A civil-rights law encompassing these three principles would be much less intrusive than the old civil-rights laws, which apply broadly to private employers and otherwise take aim at private discrimination. This act would restrict private parties only if they exercise government power, if they cooperate with the government in enabling it to evade the First Amendment, or if they function as common carriers by holding their services open to the public.

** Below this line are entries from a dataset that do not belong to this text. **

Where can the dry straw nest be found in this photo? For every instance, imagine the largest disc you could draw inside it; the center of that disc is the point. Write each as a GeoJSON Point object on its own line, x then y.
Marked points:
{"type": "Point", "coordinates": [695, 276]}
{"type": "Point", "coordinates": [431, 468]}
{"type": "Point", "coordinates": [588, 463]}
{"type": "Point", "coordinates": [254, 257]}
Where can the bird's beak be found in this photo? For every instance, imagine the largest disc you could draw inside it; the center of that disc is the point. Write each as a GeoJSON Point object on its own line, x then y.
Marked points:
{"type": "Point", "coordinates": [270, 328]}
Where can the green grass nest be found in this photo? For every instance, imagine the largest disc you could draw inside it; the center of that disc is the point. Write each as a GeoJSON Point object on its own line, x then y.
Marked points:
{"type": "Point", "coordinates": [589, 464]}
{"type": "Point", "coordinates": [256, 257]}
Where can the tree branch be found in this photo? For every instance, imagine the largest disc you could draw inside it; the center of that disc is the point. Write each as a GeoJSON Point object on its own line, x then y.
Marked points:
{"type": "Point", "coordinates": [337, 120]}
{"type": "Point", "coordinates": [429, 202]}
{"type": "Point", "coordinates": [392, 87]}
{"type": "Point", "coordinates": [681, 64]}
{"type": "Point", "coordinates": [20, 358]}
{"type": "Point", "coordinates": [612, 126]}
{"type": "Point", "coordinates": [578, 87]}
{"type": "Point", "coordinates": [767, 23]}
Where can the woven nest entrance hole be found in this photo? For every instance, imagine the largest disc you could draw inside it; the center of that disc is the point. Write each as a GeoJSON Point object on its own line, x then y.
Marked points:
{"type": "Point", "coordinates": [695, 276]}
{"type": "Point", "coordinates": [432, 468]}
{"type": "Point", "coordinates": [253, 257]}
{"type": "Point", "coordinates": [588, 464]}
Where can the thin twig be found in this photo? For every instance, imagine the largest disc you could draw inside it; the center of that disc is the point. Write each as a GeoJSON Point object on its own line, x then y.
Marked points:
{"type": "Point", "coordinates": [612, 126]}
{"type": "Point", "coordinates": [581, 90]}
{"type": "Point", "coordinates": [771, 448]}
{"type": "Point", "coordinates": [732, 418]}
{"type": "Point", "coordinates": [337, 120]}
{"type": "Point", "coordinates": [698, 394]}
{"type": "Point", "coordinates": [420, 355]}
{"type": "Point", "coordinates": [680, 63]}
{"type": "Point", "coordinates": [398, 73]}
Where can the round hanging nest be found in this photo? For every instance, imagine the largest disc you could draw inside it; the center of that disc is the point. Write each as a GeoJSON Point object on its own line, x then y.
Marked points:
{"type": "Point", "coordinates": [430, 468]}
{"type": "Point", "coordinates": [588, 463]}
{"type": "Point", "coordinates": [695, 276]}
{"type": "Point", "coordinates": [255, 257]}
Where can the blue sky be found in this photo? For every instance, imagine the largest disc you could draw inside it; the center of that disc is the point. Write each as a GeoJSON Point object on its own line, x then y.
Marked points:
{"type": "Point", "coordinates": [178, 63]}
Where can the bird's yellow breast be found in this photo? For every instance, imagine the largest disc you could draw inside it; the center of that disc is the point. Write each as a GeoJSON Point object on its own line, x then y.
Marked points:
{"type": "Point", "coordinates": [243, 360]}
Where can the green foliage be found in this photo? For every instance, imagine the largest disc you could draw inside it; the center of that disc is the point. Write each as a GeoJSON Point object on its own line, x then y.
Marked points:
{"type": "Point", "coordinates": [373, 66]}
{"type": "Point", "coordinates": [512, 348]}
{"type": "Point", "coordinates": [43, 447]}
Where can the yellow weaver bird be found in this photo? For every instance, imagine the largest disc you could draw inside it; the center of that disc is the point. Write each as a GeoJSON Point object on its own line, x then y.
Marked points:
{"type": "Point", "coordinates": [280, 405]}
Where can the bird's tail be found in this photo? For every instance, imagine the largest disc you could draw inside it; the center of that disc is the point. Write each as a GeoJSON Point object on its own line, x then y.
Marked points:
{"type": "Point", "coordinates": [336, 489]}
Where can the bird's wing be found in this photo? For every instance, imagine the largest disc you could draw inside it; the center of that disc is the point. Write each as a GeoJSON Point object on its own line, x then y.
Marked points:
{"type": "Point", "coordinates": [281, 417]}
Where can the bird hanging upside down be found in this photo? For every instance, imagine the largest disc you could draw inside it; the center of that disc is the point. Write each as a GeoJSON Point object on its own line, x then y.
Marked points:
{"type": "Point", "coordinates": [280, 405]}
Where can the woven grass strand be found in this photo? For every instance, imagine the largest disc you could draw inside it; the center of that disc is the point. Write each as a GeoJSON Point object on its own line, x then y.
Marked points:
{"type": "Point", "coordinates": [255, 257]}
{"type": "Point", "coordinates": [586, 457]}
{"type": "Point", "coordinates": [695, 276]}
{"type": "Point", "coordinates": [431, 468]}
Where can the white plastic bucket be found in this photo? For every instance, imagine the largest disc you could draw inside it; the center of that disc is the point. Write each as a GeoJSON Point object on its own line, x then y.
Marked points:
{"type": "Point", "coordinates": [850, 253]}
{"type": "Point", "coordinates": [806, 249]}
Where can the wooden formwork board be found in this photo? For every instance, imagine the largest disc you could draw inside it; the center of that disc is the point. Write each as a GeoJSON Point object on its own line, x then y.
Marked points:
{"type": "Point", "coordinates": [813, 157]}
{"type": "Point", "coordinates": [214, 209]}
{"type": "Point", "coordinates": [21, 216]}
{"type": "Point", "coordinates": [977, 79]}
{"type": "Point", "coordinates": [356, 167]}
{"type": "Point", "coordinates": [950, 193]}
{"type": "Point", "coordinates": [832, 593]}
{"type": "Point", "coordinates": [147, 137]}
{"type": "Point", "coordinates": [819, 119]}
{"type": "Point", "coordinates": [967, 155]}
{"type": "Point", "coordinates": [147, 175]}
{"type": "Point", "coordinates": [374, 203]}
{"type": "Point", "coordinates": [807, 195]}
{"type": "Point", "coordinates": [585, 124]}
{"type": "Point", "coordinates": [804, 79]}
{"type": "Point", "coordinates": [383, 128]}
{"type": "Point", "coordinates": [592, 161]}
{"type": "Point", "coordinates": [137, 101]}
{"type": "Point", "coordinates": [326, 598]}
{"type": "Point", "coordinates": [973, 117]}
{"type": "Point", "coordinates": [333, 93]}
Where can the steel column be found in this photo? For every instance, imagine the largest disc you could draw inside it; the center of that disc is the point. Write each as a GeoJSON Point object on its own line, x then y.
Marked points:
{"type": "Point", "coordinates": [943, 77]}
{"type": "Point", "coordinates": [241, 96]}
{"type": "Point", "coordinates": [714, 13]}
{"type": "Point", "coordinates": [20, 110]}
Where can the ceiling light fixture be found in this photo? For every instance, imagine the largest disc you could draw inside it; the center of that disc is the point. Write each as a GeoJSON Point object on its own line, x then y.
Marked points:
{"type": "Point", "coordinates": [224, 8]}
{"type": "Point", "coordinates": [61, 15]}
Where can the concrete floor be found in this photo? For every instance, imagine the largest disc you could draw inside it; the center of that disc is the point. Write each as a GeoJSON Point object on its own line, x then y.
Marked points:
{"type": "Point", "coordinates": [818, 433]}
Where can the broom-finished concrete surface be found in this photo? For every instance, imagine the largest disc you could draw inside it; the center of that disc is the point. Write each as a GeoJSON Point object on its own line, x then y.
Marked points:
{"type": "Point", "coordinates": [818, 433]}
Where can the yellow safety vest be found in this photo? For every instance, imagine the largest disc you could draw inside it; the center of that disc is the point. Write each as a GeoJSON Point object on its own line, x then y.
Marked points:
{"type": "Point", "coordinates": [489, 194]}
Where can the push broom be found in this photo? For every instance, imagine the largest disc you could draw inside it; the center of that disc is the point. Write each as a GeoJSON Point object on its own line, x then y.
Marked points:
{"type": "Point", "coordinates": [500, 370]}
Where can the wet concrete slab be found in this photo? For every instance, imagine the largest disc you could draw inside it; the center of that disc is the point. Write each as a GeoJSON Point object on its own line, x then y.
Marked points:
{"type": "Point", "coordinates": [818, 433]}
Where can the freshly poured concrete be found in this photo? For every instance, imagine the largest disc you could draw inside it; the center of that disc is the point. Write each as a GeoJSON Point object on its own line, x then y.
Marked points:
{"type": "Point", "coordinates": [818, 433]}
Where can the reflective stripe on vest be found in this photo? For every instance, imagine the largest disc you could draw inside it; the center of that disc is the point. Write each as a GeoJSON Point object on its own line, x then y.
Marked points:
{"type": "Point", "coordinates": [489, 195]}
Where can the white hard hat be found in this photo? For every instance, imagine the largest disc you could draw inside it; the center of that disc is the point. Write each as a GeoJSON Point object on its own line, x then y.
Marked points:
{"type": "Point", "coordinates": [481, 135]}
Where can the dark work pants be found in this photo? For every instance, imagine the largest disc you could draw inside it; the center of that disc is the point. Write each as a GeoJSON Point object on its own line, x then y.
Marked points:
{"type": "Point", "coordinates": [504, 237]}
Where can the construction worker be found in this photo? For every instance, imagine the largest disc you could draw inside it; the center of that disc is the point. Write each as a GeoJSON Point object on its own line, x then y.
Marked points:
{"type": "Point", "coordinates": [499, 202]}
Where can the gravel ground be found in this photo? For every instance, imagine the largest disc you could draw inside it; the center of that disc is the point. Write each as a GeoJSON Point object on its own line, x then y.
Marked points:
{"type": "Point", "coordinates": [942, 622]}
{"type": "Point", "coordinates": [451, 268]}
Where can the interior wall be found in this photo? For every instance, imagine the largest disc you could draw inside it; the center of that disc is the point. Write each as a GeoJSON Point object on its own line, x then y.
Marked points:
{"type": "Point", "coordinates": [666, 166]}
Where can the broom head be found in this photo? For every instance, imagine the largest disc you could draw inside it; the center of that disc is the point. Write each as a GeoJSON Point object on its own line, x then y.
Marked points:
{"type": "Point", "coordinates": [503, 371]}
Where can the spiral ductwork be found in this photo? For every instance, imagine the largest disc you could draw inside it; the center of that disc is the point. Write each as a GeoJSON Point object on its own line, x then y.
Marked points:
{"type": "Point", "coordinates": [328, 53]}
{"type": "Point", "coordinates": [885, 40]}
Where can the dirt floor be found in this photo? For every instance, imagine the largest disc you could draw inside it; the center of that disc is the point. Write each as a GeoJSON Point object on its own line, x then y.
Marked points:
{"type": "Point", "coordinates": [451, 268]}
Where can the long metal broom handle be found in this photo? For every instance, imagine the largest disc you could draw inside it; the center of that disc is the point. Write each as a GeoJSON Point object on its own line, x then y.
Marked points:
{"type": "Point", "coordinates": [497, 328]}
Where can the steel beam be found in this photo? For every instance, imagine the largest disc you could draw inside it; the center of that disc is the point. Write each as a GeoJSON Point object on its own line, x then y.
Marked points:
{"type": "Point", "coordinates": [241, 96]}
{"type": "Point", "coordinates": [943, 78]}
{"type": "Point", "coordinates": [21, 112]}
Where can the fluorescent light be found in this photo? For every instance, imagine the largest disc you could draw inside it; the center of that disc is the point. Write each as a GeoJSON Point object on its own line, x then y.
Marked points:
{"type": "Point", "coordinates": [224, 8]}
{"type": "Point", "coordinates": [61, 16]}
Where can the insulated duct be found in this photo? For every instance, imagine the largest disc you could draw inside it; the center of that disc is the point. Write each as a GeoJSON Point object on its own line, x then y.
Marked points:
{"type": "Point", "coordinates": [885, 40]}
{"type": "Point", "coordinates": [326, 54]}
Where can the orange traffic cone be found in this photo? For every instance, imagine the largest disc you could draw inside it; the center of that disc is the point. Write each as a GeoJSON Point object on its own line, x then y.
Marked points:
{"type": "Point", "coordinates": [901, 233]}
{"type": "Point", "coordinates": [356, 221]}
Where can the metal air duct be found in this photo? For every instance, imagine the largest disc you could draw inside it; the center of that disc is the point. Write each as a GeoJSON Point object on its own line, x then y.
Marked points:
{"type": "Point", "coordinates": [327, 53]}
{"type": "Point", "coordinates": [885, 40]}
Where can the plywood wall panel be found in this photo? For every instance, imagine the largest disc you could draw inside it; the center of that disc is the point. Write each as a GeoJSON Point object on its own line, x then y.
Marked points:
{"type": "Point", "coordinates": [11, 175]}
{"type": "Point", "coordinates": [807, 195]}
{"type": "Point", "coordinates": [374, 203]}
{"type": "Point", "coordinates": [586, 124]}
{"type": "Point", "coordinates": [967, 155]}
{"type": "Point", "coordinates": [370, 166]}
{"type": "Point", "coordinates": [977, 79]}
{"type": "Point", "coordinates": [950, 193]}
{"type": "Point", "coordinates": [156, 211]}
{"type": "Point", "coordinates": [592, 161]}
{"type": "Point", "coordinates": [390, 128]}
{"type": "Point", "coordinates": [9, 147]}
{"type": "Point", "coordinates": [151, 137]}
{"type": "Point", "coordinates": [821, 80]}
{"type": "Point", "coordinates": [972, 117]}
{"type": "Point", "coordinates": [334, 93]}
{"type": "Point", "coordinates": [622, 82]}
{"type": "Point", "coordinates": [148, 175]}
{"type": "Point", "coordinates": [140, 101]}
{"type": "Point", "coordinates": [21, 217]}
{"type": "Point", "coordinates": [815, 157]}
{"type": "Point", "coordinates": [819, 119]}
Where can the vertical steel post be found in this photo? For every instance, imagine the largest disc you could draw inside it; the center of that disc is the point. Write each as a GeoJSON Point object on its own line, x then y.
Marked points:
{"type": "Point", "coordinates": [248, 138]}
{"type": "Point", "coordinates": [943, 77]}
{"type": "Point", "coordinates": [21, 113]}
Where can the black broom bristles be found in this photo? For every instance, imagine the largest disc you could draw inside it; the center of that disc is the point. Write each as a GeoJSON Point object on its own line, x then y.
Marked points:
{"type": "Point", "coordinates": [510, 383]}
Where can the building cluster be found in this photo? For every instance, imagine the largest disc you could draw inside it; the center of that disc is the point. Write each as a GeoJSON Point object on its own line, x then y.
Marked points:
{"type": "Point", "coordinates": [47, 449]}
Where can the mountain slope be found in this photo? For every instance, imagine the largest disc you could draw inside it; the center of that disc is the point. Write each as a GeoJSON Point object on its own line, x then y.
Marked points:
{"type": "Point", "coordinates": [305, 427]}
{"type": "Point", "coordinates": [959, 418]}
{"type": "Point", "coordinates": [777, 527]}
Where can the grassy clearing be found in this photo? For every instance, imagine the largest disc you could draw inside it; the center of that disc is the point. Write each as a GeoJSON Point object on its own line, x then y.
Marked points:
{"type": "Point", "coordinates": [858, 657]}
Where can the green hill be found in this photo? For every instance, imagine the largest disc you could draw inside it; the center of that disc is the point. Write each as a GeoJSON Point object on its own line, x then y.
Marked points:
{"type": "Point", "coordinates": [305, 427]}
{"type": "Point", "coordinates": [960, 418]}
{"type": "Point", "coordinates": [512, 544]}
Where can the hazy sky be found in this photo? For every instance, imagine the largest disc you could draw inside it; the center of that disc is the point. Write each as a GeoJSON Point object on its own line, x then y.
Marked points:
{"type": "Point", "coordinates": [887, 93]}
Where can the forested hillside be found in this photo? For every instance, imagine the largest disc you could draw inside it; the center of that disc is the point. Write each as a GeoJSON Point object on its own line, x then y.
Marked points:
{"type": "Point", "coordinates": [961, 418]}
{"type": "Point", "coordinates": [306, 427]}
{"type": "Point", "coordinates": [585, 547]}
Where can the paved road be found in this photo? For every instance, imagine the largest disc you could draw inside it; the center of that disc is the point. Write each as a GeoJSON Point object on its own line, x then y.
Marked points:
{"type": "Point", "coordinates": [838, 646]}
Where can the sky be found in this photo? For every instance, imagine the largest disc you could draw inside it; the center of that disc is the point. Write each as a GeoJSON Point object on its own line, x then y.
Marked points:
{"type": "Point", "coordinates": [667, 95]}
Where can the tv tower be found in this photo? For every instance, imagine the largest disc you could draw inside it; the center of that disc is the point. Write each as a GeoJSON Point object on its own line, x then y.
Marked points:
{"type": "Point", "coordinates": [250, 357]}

We live at a time when government and private parties unite in censoriousness. Government runs its power through private entities and uses them to discriminate, and many of them discriminate in crucial services that traditionally have been open to all. Such discrimination will further divide our society by making dissent a basis for exclusion. A new civil-rights law is profoundly necessary.
Mr. Hamburger is a professor at Columbia Law School and CEO of the New Civil Liberties Alliance.